Jewels, carpets and mobile phones: this is how the search in the office of former president Zapatero went
The home was the place where "instructions" of "highest sensitivity" were given, according to UDEF
Madrid8:17 AM, May 19. The police arrive with a court order at number 35 Ferraz street, first floor left. It is the office of former president José Luis Rodríguez Zapatero. He is not there, they are opened by "doña Gertrudis" –his secretary, Gertrudis Alcázar–, who is the person who will be present during the entire search. She collaborates with the officers, whom she voluntarily lets in, and they begin to search all the premises: five offices, three empty rooms, two bathrooms, a meeting room, and an office. This is according to the report included in the Plus Ultra case file, which ARA has accessed, which describes the former president's office as an “operational management center” and a “nerve center for receiving and sending instructions” from Zapatero. However, according to the police, when it came to "sensitive" operations, there was another center: the former president's own home.

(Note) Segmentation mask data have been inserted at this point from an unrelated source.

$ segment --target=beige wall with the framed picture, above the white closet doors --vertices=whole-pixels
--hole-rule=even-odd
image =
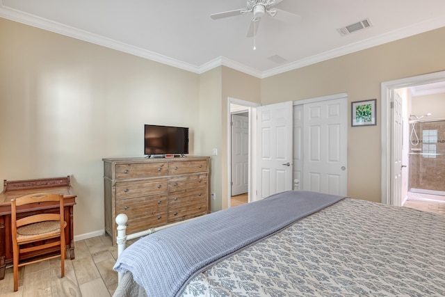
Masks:
[[[415,35],[263,79],[261,104],[342,92],[349,102],[376,98],[378,125],[348,128],[348,195],[380,202],[381,83],[445,70],[444,53],[445,28]]]

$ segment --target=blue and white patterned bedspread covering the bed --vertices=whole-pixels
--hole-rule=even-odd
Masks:
[[[181,297],[445,296],[445,214],[346,198],[197,275]]]

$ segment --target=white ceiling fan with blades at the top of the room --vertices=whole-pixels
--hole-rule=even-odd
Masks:
[[[236,10],[229,10],[223,13],[213,13],[210,15],[212,19],[222,19],[224,17],[234,17],[236,15],[245,15],[247,13],[252,13],[252,19],[250,22],[248,37],[253,37],[256,33],[259,25],[259,21],[261,17],[266,13],[270,15],[270,17],[275,17],[275,15],[291,15],[291,17],[299,17],[299,15],[295,15],[293,13],[289,13],[285,10],[280,10],[278,8],[273,8],[277,3],[280,3],[282,0],[248,0],[246,8],[240,8]]]

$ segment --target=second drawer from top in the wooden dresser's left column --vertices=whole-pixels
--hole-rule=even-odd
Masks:
[[[166,193],[167,178],[143,179],[133,182],[116,182],[116,200]]]

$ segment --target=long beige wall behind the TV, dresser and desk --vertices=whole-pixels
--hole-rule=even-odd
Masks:
[[[72,175],[75,235],[104,230],[102,158],[143,156],[144,124],[219,142],[198,74],[1,18],[0,45],[0,179]]]

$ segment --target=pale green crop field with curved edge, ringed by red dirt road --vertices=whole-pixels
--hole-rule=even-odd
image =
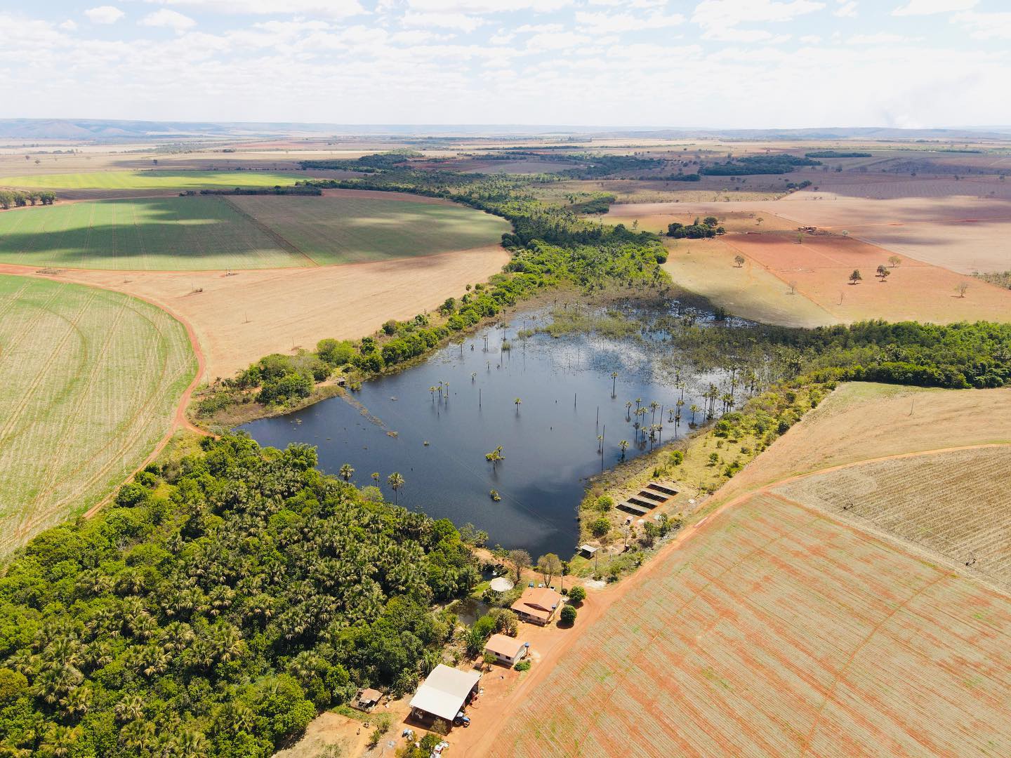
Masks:
[[[195,371],[185,328],[153,305],[0,275],[0,554],[121,484]]]

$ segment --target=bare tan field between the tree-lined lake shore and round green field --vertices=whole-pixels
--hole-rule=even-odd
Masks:
[[[221,272],[66,270],[56,279],[139,295],[189,323],[206,358],[204,379],[228,377],[268,353],[357,339],[389,318],[432,310],[510,260],[498,246],[399,261],[315,269]],[[3,267],[24,273],[21,267]],[[34,271],[31,269],[30,271]],[[196,290],[202,290],[197,292]]]

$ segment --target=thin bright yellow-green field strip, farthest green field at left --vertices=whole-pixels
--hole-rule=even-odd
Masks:
[[[0,187],[32,189],[231,189],[289,186],[312,176],[283,171],[92,171],[0,177]]]

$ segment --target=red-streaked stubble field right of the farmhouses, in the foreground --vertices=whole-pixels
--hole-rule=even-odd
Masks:
[[[1011,752],[1006,596],[768,493],[657,562],[486,754]]]

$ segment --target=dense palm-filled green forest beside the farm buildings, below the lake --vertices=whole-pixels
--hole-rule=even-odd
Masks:
[[[267,756],[360,685],[409,691],[478,579],[448,520],[209,438],[0,578],[0,753]]]

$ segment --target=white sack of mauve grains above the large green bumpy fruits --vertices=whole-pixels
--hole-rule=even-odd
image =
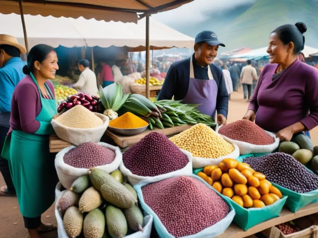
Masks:
[[[82,175],[88,175],[89,168],[98,168],[111,173],[122,161],[119,147],[104,142],[86,142],[69,146],[55,156],[55,169],[63,187],[69,189]]]

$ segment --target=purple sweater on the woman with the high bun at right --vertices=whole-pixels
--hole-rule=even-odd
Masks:
[[[318,70],[297,58],[276,80],[278,64],[266,64],[248,109],[257,112],[255,123],[278,132],[296,122],[307,130],[318,125]],[[310,111],[310,113],[309,113]]]

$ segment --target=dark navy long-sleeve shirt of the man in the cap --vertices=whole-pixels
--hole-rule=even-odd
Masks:
[[[209,80],[208,66],[200,66],[192,56],[194,77],[202,80]],[[226,90],[222,69],[212,63],[210,66],[213,79],[218,85],[216,109],[218,114],[227,117],[229,108],[229,95]],[[165,77],[158,100],[183,100],[187,95],[190,81],[190,58],[173,63]]]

“The residence is outlined as an ideal space for channeling and safeguarding the strategic planning of instructions that involved a higher degree of sensitivity. The planning and management core would not be confined solely to the office space but would extend to his residence, where he would have greater discretion and control over information,” the report summarizes. It should be noted that, for the investigators, Zapatero was the “leader of a network” dedicated to obtaining commissions in exchange for certain decisions in the public sphere. An influence that, according to the police's thesis, he achieved thanks to his contacts as a former president and collected through a corporate structure organized around Julio Martínez Martínez. One of the arguments to support that his home was an operational center for this network is that he received boxes of wine or issued invoices to Análisis Relevante, Martínez Martínez's company.

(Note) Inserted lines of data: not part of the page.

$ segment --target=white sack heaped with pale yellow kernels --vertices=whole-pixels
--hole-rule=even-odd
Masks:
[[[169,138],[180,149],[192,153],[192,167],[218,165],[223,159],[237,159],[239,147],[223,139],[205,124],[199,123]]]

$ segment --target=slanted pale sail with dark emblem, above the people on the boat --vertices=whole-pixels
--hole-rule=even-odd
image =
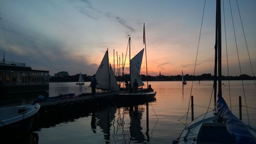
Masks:
[[[144,83],[140,78],[140,68],[141,68],[143,53],[144,53],[144,48],[136,56],[134,56],[130,61],[130,75],[131,75],[132,86],[135,79],[137,79],[137,82],[139,84],[138,86],[144,86]]]

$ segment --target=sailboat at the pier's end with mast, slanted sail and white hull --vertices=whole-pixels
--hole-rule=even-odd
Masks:
[[[129,49],[130,49],[130,42],[131,38],[129,37]],[[130,53],[130,51],[129,51]],[[142,58],[143,58],[143,53],[144,53],[144,48],[132,59],[130,59],[130,83],[131,83],[131,88],[134,87],[134,81],[137,80],[138,82],[138,87],[144,86],[144,83],[142,82],[140,78],[140,69],[141,69],[141,64],[142,64]],[[120,93],[118,94],[119,96],[123,97],[128,97],[128,98],[154,98],[156,96],[156,92],[154,91],[139,91],[139,92],[126,92],[126,93]]]

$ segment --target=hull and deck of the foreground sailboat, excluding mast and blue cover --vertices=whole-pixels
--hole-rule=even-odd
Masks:
[[[173,143],[178,144],[199,144],[199,143],[224,143],[231,142],[231,135],[227,131],[226,125],[219,122],[218,115],[214,111],[203,114],[192,121],[181,133],[180,138]],[[256,128],[244,123],[251,129],[255,139]]]

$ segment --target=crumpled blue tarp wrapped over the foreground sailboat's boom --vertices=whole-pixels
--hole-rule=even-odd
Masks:
[[[255,144],[248,127],[229,110],[227,103],[222,97],[222,92],[218,93],[217,110],[219,117],[224,121],[231,140],[235,144]]]

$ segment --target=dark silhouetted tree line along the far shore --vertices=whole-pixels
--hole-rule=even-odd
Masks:
[[[85,82],[90,82],[92,76],[88,76],[87,74],[83,75],[84,81]],[[183,76],[185,81],[192,81],[193,80],[193,75],[186,74]],[[70,76],[64,76],[64,77],[50,77],[49,82],[77,82],[79,79],[79,74],[76,75],[70,75]],[[124,75],[124,76],[116,76],[117,81],[124,81],[124,80],[129,81],[129,75]],[[146,76],[146,75],[141,75],[142,81],[181,81],[182,76],[181,75],[174,75],[174,76],[165,76],[165,75],[159,75],[159,76]],[[250,76],[247,74],[242,74],[240,76],[222,76],[222,80],[255,80],[255,76]],[[194,81],[213,81],[214,80],[214,75],[208,73],[204,73],[202,75],[195,75],[194,76]]]

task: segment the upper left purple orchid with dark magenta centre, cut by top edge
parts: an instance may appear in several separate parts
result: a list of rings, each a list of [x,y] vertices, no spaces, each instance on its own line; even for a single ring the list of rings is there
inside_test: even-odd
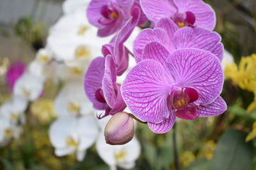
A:
[[[134,9],[139,12],[134,13]],[[147,20],[138,0],[92,0],[87,9],[87,18],[92,25],[99,28],[100,37],[119,31],[134,15],[140,15],[138,25]]]

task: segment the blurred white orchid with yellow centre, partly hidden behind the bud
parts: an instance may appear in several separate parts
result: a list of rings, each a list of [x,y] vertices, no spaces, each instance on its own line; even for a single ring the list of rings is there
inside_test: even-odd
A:
[[[135,136],[125,145],[108,145],[104,138],[104,131],[100,132],[96,148],[102,160],[109,165],[111,170],[115,170],[116,166],[131,169],[135,166],[135,160],[141,153],[140,143]]]

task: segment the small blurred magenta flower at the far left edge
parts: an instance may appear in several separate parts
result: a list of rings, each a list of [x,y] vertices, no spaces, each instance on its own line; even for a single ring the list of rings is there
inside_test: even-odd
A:
[[[12,90],[15,82],[20,78],[20,76],[22,76],[25,71],[26,65],[23,62],[13,62],[10,67],[8,67],[6,73],[6,81]]]

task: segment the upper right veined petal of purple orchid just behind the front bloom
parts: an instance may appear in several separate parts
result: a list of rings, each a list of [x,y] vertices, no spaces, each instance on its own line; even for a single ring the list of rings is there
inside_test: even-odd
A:
[[[203,28],[184,27],[174,34],[176,48],[200,48],[213,53],[219,60],[223,58],[221,36]]]

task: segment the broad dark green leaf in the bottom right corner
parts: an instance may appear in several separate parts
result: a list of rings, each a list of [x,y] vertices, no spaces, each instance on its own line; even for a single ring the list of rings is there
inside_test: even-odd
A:
[[[246,132],[228,129],[218,141],[211,162],[212,170],[251,169],[253,145],[246,143]]]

With this reasoning, the UDEF asked the judge to authorize a search and seizure at Zapatero's home, but the investigating judge, José Luis Calama, shut the door on it. He alleged that it was not necessary because there were no “concrete and specific indications” that “relevant evidence, instruments of the crime or documentation linked” to the facts could be found there. “The search cannot become a merely exploratory or prospective action”, he replied to stop the UDEF. Furthermore, he added that the “wide media dissemination” and the “notoriety” of the judicial case made it “raisonably presumable” that any evidence would have been “removed, destroyed or transferred”.
The search of the office
What the judge did see with good eyes was the search of the former president's office. The search report lists all the objects that were seized, including a safe with jewelry and travel gifts. Upon seeing that the agents were focusing on the safe, as the summary states, Gertrudis Alcázar herself, Zapatero's secretary, indicated to the agents that it belonged to the former president's house and that the content was, in part, from an inheritance of the wife of the former leader of the PSOE, Sonsoles Espinosa. From here, the report lists the seized jewelry: a silver necklace with thirteen blue stones, another with two green stones, and a bracelet with two red stones, as well as various earrings and watches that the police meticulously describe in the summary. In fact, they attach photographs, as can be seen below.

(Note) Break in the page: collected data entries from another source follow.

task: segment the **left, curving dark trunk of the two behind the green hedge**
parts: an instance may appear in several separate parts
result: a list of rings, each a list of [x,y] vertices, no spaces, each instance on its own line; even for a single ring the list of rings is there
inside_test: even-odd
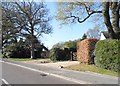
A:
[[[109,15],[109,7],[110,7],[109,2],[104,2],[103,5],[104,5],[104,9],[103,9],[104,22],[105,22],[105,25],[108,29],[109,37],[111,39],[115,39],[116,36],[115,36],[114,31],[113,31],[113,27],[112,27],[112,24],[110,21],[110,15]]]

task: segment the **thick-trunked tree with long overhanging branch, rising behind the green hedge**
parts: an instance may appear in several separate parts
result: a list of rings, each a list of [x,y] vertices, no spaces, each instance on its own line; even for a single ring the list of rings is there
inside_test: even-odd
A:
[[[101,15],[112,39],[120,38],[120,2],[60,2],[57,19],[63,23],[83,23],[90,17]],[[101,21],[98,21],[101,22]]]

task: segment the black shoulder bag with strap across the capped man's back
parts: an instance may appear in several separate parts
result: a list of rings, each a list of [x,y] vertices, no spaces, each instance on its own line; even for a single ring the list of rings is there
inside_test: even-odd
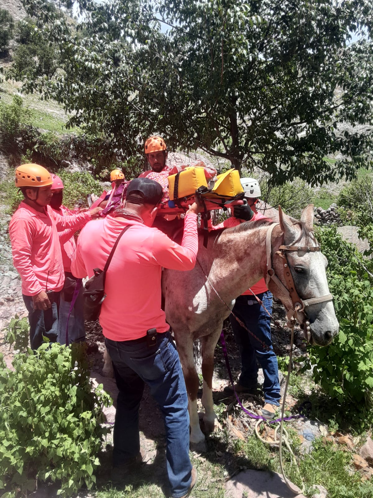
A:
[[[99,268],[94,268],[93,272],[94,275],[91,277],[89,280],[86,282],[85,289],[83,291],[83,312],[84,312],[84,318],[85,320],[97,320],[100,311],[101,311],[101,304],[103,300],[105,299],[105,276],[106,276],[106,271],[107,268],[109,267],[111,258],[113,257],[114,251],[116,249],[116,246],[118,245],[118,242],[124,232],[129,229],[131,225],[127,225],[126,228],[122,230],[120,233],[119,237],[115,241],[115,244],[113,248],[111,249],[111,252],[109,254],[109,257],[107,258],[105,267],[103,270],[100,270]]]

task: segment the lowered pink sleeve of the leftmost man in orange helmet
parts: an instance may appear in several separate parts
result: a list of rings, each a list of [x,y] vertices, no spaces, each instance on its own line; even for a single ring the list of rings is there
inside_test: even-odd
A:
[[[42,290],[32,267],[32,240],[35,236],[34,227],[29,220],[18,218],[17,223],[9,225],[13,264],[18,271],[22,284],[31,296],[36,296]]]

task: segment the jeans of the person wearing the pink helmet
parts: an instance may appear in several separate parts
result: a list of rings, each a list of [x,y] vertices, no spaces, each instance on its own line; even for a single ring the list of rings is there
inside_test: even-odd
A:
[[[69,316],[71,302],[60,299],[60,311],[58,316],[58,339],[60,344],[66,344],[66,326]],[[83,285],[79,291],[77,300],[71,310],[69,318],[69,344],[82,342],[86,339],[83,314]]]

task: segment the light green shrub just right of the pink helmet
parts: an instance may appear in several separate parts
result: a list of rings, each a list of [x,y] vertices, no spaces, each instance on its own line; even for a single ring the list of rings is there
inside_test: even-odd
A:
[[[82,201],[83,205],[87,206],[87,194],[102,193],[102,187],[91,173],[69,173],[66,169],[59,169],[57,174],[65,186],[63,204],[68,208],[74,208],[77,201]]]

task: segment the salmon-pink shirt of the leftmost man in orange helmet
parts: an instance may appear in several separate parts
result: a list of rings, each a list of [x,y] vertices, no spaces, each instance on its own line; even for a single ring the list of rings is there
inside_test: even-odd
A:
[[[22,281],[22,294],[36,296],[42,290],[59,291],[64,286],[58,230],[82,228],[91,220],[89,211],[61,216],[50,206],[40,213],[21,202],[9,224],[13,264]]]

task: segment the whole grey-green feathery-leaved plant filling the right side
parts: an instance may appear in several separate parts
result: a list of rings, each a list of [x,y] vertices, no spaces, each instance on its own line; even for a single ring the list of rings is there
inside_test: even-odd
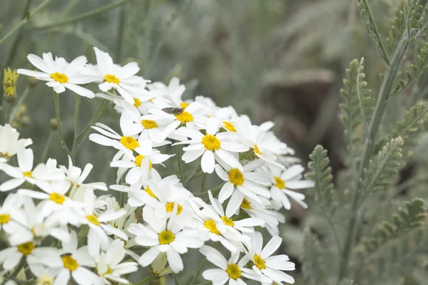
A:
[[[427,282],[426,195],[412,192],[426,172],[409,177],[404,171],[417,161],[414,147],[427,127],[427,4],[403,1],[389,33],[382,35],[369,1],[357,1],[382,58],[381,83],[371,90],[364,58],[351,61],[340,92],[346,168],[334,179],[327,150],[318,145],[310,155],[306,177],[315,182],[317,221],[327,229],[305,230],[305,284]]]

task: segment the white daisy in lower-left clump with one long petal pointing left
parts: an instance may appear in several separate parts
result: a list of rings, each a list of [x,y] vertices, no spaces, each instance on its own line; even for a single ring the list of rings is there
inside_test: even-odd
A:
[[[54,221],[61,224],[77,225],[79,223],[75,210],[80,209],[84,204],[66,197],[66,192],[68,192],[70,186],[70,182],[62,180],[40,185],[39,187],[44,192],[19,189],[18,194],[43,200],[40,202],[40,206],[38,206],[40,207],[40,214],[43,217],[48,217],[55,212],[50,219],[54,219]]]

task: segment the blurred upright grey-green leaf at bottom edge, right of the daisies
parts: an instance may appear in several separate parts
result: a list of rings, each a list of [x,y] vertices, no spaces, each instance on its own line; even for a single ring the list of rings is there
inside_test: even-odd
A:
[[[320,246],[317,236],[312,234],[309,228],[303,230],[303,249],[302,273],[305,284],[325,284],[322,282],[326,276],[326,262],[322,259],[324,250]]]

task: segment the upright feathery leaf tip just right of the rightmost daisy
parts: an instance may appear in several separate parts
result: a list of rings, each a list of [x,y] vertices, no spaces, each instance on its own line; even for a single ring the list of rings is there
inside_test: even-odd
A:
[[[335,190],[332,183],[332,167],[330,159],[327,156],[327,150],[321,145],[317,145],[310,154],[308,164],[309,172],[305,177],[315,182],[315,201],[318,202],[327,214],[335,212],[336,204],[334,201]]]

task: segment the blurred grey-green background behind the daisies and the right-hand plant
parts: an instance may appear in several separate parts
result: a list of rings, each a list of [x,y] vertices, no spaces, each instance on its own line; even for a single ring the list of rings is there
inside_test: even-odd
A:
[[[34,9],[41,2],[0,0],[3,34],[23,19],[27,7]],[[63,22],[118,2],[121,5],[114,9]],[[371,2],[378,28],[386,35],[399,0]],[[67,61],[83,54],[93,63],[93,46],[110,53],[117,63],[137,61],[146,79],[168,83],[177,76],[187,87],[185,98],[205,95],[220,106],[233,105],[254,123],[273,120],[277,136],[295,149],[303,165],[315,145],[324,145],[334,175],[344,165],[337,108],[345,68],[353,58],[364,56],[367,81],[377,90],[383,66],[355,0],[52,0],[0,46],[0,69],[33,68],[26,55],[48,51]],[[19,78],[18,98],[28,84],[29,78]],[[71,143],[74,98],[68,92],[60,96],[63,133]],[[51,88],[37,83],[24,104],[14,124],[22,137],[34,140],[38,161],[55,116]],[[81,125],[88,123],[97,105],[97,100],[82,99]],[[118,130],[113,108],[102,122]],[[67,163],[56,136],[48,155]],[[113,184],[114,170],[108,167],[112,156],[113,150],[87,140],[77,162],[95,166],[91,180]],[[215,182],[208,180],[206,185]],[[308,204],[311,207],[310,197]],[[292,275],[302,284],[302,228],[317,224],[317,216],[296,204],[284,214],[282,250],[296,262]],[[194,257],[190,262],[199,264],[201,257]],[[189,266],[187,270],[192,271]]]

Besides the jewelry, the police also took folders that corresponded to different companies for which Zapatero would have made some management: Chinalink Asia, Análisis Relevante (the company in Julio Martínez Martínez's sights), ICD Instituto Diplomacia Cultural, Ernst and Young, Kreab, Almatech, Editorial Planeta and Thinking Heads, which according to the UDEF report paid for services to the corporate network under judicial scrutiny. At the same time, the police have kept several diaries of the former president, in addition to Gertrudis Alcázar's mobile phone, both personal and work.
The summary also includes the search warrant for the home of Julio Martínez Martínez, a personal friend of Zapatero and the epicenter of the case. According to Europa Press, officers found \u200 86,070 euros in bags, furniture from his home, and toiletry bags. Specifically, the police found \u200 10,000 euros in a golf bag, \u200 30,000 in a paper bag, and \u200 50,000 inside a radiator.
Following the searches, the judge investigating the case has signed an order requesting the police to access all emails of the former president and his daughters from the last five years. In parallel, information is also requested from SEPI's email regarding the Plus Ultra rescue.
The reaction of Zapatero and Sánchez
The former Spanish president has reacted to all the information through a spokesperson, Luis Arroyo, president of the Ateneo de Madrid and who already worked with him when he was at La Moncloa. He pointed out in an interview on TVE that it is all "crazy conjectures", and also added that Zapatero is "eager" to defend himself on June 2nd at the Audiencia Nacional. According to him, these accusations are due to the "political context" and to having defended Pedro Sánchez's government during the electoral campaign. In fact, the current leader of the PSOE said this Monday, when asked if he was calm despite the information about the Plus Ultra case: "Yes, of course".